By Ruth Conniff on April 24, 2012

If you want a preview of the Mitt Romney/Paul Ryan plan for America, take a look at Wisconsin.

Governor Scott Walker, who faces a recall election June 5, has pushed through just about every item in the GOP playbook.

Huge tax breaks for corporations--the so-called "job creators"? Check.

Deep cuts to health care, education, unemployment insurance, the Earned Income Tax Credit, and other programs that help the poor and struggling middle class? Check.

Rolling back environmental protections and gutting regulations on polluting industry? Check.

Waging war on labor unions, taking away public employees' collective bargaining rights? Check.

Cutting funds for Planned Parenthood? Check.

Rolling back equal pay protections for women? Check.

So where does this blueprint leave us?

Wisconsin is now dead last in the nation, according to the Bureau of Labor Statistics, for job loss.

Between January 2011 and January 2012, while 44 states and the nation as a whole were adding jobs, Wisconsin was one of only six states to lose jobs--and Wisconsin's job loss was the worst among that handful of losers.

In its latest jobs report, the Bureau of Labor Statistics reports that Wisconsin shed 23,900 jobs between March 2011 and March 2012. Wisconsin was the only state with a statistically significant percentage change in employment to report a net loss, the report stated.

The jury is in. The GOP's trickle-down policies have failed in Wisconsin.

Walker came into office promising to add 250,000 new jobs in the state during his first term in office. Instead, month after month, Wisconsin has suffered job losses, finally drifting to the very bottom.

Worse, Walker's policies have set the state up for an even bleaker future.

One of the first things Walker did as governor was to eliminate the apprenticeship program for African Americans in Milwaukee who wanted to get into a trade.

His 30 percent cuts to the state's vocational and technical colleges have created long waiting lists for training programs in the skilled trades--for the kinds of jobs that attract employers and lead to stable, well-paid employment.

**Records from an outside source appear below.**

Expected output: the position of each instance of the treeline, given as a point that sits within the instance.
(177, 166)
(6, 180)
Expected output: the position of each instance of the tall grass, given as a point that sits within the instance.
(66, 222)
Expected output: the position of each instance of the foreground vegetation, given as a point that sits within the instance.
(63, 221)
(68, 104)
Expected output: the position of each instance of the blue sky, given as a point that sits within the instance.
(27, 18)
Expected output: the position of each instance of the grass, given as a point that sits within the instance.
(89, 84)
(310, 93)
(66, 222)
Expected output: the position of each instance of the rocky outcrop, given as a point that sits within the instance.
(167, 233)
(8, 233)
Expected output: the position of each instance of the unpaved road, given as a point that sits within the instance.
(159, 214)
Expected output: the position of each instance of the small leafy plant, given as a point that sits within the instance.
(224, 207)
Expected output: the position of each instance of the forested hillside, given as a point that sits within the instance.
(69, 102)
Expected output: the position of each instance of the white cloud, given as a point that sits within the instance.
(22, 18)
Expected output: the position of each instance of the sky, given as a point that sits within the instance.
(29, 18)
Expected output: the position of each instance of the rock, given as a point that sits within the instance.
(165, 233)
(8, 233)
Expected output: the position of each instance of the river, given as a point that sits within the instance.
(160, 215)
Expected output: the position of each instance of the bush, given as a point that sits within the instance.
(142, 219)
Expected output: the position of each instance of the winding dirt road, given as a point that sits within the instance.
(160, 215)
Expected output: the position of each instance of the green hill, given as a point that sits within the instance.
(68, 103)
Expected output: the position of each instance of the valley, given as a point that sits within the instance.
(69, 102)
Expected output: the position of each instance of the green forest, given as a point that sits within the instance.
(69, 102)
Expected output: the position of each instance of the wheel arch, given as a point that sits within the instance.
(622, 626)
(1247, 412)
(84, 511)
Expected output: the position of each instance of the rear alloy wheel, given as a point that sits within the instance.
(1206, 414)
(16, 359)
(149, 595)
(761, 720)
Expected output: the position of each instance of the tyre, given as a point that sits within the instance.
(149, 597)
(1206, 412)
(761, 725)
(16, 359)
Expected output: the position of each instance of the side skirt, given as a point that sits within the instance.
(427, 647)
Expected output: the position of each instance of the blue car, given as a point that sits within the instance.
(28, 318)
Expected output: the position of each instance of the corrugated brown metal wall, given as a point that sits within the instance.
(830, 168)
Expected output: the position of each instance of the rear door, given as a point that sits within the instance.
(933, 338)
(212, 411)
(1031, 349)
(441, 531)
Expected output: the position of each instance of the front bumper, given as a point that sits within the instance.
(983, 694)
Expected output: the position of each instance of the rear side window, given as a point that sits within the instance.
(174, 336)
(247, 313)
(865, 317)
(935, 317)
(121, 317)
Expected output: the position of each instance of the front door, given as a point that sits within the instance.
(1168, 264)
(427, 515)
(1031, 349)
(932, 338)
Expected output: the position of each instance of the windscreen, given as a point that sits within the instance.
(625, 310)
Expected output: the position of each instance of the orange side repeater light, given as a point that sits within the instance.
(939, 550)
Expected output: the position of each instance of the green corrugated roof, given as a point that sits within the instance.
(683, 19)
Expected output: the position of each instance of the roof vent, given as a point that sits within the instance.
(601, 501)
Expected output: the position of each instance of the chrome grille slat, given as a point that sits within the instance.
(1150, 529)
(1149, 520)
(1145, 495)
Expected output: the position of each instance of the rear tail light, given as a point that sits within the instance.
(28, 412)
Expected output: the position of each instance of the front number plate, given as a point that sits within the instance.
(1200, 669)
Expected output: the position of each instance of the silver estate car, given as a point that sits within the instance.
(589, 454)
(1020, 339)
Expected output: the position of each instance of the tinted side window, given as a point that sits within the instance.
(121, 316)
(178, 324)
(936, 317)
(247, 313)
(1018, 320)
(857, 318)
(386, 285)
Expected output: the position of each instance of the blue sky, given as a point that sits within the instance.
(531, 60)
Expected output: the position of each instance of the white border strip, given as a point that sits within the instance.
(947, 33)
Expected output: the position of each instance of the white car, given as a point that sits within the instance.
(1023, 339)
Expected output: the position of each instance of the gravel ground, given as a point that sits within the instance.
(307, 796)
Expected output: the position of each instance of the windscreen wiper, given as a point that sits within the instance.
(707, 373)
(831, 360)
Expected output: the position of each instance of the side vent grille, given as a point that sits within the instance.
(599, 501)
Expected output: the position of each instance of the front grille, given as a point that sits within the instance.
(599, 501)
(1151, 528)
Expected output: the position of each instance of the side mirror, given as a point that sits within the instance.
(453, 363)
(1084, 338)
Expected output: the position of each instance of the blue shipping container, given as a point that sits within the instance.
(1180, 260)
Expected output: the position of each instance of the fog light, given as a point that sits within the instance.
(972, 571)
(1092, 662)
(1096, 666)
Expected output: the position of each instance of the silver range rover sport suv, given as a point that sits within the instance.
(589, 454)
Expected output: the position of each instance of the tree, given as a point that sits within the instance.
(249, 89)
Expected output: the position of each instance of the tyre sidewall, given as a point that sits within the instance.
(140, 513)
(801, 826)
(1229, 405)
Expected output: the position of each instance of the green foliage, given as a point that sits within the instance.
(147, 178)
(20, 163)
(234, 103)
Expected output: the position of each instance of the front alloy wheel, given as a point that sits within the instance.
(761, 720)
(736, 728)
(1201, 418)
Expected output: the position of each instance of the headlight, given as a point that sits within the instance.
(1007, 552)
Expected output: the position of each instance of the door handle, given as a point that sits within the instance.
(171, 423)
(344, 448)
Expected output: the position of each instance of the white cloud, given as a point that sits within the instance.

Just when Milwaukee thought that the Talgo corporation was going to create 500 new jobs in the inner city to make train cars for the high-speed rail line originally envisioned by former Republican Gov. Tommy Thompson, Walker killed the plan, turning away $810 million in federal money that was already allocated. Other states, including neighboring Illinois, took that money instead.

Walker's historic $1.8 billion in cuts to the state's top-tier public school system aims, ironically, aims directly at one of the biggest assets the state advertisers to employers.

The web site for Forward Wisconsin, the nonprofit corporation established to market Wisconsin to companies that might want to locate here, promotes the state's high-quality public schools and highly trained teachers as Wisconsin's number-one selling point.

The targets of Walker's austerity budget-- infrastructure, education, and job training--are the very areas of public investment that support a strong economy and a well-paid workforce.

Steven Deller, a professor of applied economics at the University of Wisconsin, who studied the ripple effects of Walker's budget as well as the attack on public employees' collective bargaining rights, projected that the plans would mean job losses for years into the future.

Perhaps most telling is the contrast between Wisconsin and Illinois, its nearest neighbor to the south, which passed the biggest business and personal income tax increases in the nation in January.

In a speech on April 17 in Springfield, Walker chided the tax-and-spend liberalism of Illinois Governor Pat Quinn, saying that, by taxing corporations, the state was going to lose jobs. “When you raise taxes on businesses, that wealth and opportunity and those jobs more often than not go somewhere else.”

But the Bloomberg Economic Evaluation of States Index shows just the opposite. Trickle-down economics have hurt Wisconsin, while Illinois is doing significantly better.

Illinois ranked third in the Bloomberg index. Wisconsin came in forty-second. (The index includes measures of personal income, tax revenue and employment.)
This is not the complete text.